US 12,461,951 B1
Parcel growth model training system
Kien Trong Trinh, San Diego, CA (US); Daniel Lawrence Gossett, Round Rock, TX (US); Charles Presley Reynolds, Austin, TX (US); Hans Christian Dumke, Lafayette, CO (US); and Bin He, Philadelphia, PA (US)
Assigned to CoreLogic Solutions, LLC, Irvine, CA (US)
Filed by CoreLogic Solutions, LLC, Irvine, CA (US)
Filed on Sep. 20, 2023, as Appl. No. 18/370,779.
Claims priority of provisional application 63/409,141, filed on Sep. 22, 2022.
Int. Cl. G06F 16/29 (2019.01); G06F 16/2457 (2019.01)
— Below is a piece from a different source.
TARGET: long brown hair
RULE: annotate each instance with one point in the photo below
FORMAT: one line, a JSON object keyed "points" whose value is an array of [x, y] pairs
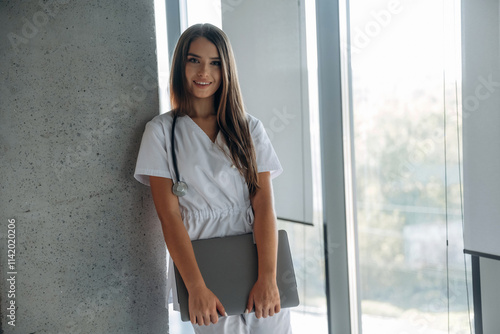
{"points": [[231, 116]]}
CPC G06F 16/29 (2019.01) [G06F 16/24573 (2019.01)] 20 Claims
OG exemplary drawing
 
1. A system for training a parcel growth artificial intelligence model, the system comprising:
memory that stores computer-executable instructions; and
a processor in communication with the memory, wherein the computer-executable instructions, when executed by the processor, cause the processor to:
obtain a graph model corresponding to a geographic area, wherein the graph model comprises a first node that corresponds to a first parcel and that is connected to a second node that corresponds to a second parcel;
update a status of the first node to reflect a development status of the first parcel at a first time;
update a status of the second node to reflect a development status of the second parcel at the first time;
train the parcel growth artificial intelligence model using the graph model with the updated status of the first node corresponding to the first time and the updated status of the second node corresponding to the first time;
update a status of the first node to reflect a development status of the first parcel at a second time;
update a status of the second node to reflect a development status of the second parcel at the second time;
apply the graph model with the updated status of the first node corresponding to the second time and the updated status of the second node corresponding to the second time as an input to the trained parcel growth artificial intelligence model to obtain a growth probability; and
validate the trained parcel growth artificial intelligence model based on a comparison of the growth probability with historical data corresponding to a development or lack of development of the first and second parcels by the second time.